I punti più sensibili per le infiltrazioni malavitose, sono
costituiti dai servizi di trasporto su gomma dell’ortofrutta da e per i
mercati; dalle imprese dell’indotto (estorsioni indirette quali ad esempio
l’imposizione di cassette per imballaggio); dalla falsificazione delle tracce
di provenienza dell’ortofrutta (come la falsificazione di etichettature: così,
prodotti del Nord-Africa vengono spacciati per comunitari); dal livello anomalo
di lievitazione dei prezzi per effetto di intermediazioni svolte dai
commissionari mediante forme miste di produzione, stoccaggio e
commercializzazione, secondo la Direzione Nazionale Antimafia. Mettendo le mani
sul comparto alimentare le mafie hanno infatti la possibilità di affermare il
proprio controllo sul territorio.
Potendo contare costantemente su una larghissima e immediata
disponibilità di capitale e sulla possibilità di condizionare parte degli
organi preposti alle autorizzazioni ed ai controlli, si muovono con maggiore
facilità rispetto all’imprenditoria legale.

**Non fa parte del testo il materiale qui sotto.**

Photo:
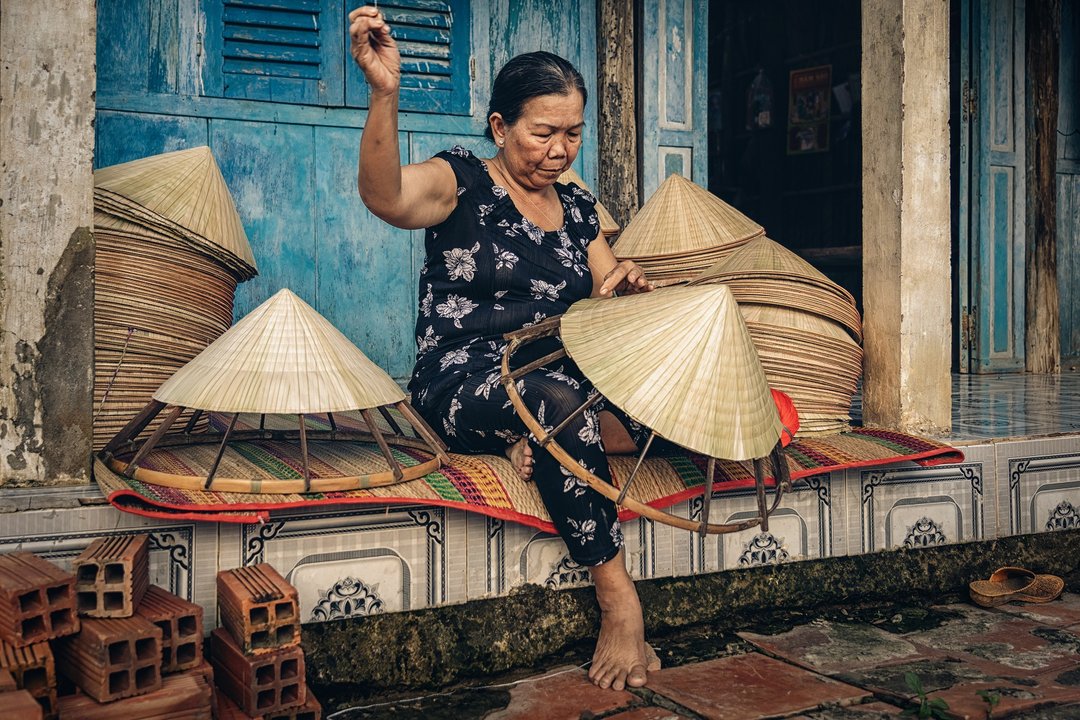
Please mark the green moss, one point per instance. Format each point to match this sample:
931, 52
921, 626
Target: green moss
689, 619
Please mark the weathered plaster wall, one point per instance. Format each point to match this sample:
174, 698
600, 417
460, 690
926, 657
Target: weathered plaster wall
906, 233
46, 250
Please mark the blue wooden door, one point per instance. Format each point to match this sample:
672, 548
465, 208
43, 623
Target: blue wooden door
1068, 185
269, 85
674, 92
995, 282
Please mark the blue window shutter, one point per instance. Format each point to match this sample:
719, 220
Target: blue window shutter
281, 51
433, 40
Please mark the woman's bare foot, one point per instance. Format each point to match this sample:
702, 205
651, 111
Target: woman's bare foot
621, 657
521, 456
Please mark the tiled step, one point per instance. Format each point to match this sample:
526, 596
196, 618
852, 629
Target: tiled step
111, 575
37, 600
112, 657
34, 670
181, 629
181, 696
259, 608
21, 705
260, 684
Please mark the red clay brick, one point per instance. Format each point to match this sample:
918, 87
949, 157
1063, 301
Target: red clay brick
112, 657
259, 608
310, 710
37, 600
34, 670
8, 682
21, 705
111, 575
259, 684
180, 697
181, 630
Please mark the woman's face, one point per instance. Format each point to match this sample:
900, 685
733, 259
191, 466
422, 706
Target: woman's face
544, 140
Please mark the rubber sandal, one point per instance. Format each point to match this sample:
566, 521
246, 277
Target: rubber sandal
1002, 586
1044, 588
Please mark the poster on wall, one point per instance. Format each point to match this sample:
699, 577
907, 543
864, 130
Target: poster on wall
808, 109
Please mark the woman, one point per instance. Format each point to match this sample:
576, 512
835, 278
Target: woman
507, 246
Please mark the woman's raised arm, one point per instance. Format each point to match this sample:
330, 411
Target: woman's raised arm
416, 195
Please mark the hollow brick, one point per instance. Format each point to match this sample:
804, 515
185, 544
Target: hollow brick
34, 669
113, 657
181, 628
181, 696
260, 684
37, 600
259, 608
111, 575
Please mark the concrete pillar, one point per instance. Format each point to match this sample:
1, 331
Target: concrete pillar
46, 250
906, 231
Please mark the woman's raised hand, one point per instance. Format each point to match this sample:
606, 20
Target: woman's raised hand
375, 50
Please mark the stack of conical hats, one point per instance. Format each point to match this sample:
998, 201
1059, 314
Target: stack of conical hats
608, 226
805, 326
682, 231
170, 252
680, 362
281, 358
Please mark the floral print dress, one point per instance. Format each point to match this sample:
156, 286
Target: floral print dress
489, 271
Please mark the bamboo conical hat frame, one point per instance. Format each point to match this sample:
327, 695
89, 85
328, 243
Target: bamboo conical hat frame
183, 191
683, 218
680, 362
608, 226
282, 357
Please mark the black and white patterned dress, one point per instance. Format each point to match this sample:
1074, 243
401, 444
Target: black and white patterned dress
489, 271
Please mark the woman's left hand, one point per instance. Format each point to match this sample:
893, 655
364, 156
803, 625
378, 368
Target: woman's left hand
625, 279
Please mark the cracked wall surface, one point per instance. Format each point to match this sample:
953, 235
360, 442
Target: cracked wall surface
46, 249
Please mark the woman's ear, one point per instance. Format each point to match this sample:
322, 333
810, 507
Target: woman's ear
498, 128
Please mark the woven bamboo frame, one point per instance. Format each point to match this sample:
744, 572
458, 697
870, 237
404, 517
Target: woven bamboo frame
423, 439
550, 327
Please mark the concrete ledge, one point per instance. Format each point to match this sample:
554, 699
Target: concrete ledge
436, 647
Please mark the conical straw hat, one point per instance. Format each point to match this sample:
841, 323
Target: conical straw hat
608, 226
680, 362
765, 255
680, 218
186, 188
282, 357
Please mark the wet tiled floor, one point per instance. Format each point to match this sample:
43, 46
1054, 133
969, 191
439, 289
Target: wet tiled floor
1015, 405
1024, 659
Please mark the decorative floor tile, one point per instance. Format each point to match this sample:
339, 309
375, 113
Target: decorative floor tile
754, 687
356, 561
999, 643
568, 695
1063, 612
1039, 485
832, 648
910, 506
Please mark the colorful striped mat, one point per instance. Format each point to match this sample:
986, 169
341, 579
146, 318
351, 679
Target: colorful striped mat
488, 485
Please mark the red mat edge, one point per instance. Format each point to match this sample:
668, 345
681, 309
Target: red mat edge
943, 456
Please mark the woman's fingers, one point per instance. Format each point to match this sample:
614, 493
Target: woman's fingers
626, 276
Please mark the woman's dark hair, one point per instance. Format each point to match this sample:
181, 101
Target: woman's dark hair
530, 76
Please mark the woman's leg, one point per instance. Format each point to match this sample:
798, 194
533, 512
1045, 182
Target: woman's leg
484, 421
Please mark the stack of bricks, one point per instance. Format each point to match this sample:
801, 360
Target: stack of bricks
257, 659
37, 605
120, 637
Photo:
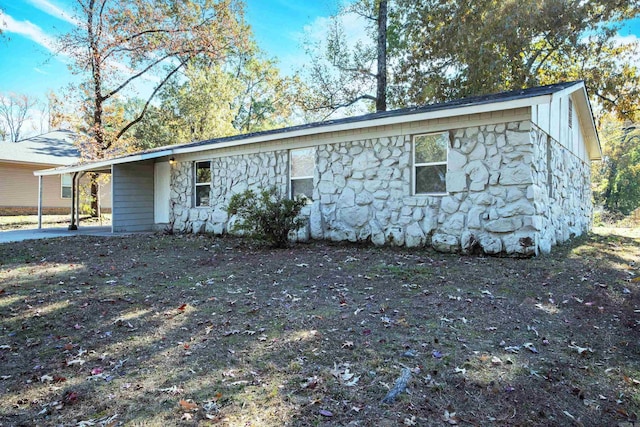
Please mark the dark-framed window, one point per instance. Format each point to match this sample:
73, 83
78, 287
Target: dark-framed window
302, 165
66, 183
430, 163
202, 183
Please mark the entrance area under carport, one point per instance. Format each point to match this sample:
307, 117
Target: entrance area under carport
140, 190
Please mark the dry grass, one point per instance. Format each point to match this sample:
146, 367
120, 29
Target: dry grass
21, 222
191, 330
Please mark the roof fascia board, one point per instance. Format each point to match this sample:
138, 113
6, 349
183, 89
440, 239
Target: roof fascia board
585, 117
103, 164
385, 121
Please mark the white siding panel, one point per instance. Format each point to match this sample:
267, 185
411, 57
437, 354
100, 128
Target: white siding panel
162, 190
554, 119
543, 117
132, 197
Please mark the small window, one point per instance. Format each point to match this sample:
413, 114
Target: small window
66, 182
430, 163
202, 183
570, 114
302, 166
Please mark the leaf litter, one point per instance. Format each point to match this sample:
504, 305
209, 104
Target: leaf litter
104, 331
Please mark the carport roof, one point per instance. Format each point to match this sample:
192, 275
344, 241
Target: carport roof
485, 103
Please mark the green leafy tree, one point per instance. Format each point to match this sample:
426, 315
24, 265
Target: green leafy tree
450, 49
120, 43
267, 215
340, 76
615, 179
244, 94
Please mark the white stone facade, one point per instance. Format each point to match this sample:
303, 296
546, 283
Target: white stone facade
511, 189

Per raggiungere l’obiettivo i clan ricorrono a tutte le tipologie di
reato tradizionali: usura e racket estorsivo, ma anche a furti di attrezzature
e mezzi agricoli, abigeato, macellazioni clandestine o danneggiamento delle
colture con il taglio di intere piantagioni. Con i classici strumenti
dell’estorsione e dell’intimidazione impongono la vendita di determinate marche
e determinati prodotti agli esercizi commerciali, che a volte, approfittando
della crisi economica, arrivano a rilevare direttamente. Non solo si
appropriano di vasti comparti dell’agroalimentare e dei guadagni che ne derivano,
distruggendo la concorrenza ed il libero mercato legale e soffocando
l’imprenditoria onesta, ma compromettono in modo gravissimo la qualità e la
sicurezza dei prodotti, con l’effetto indiretto.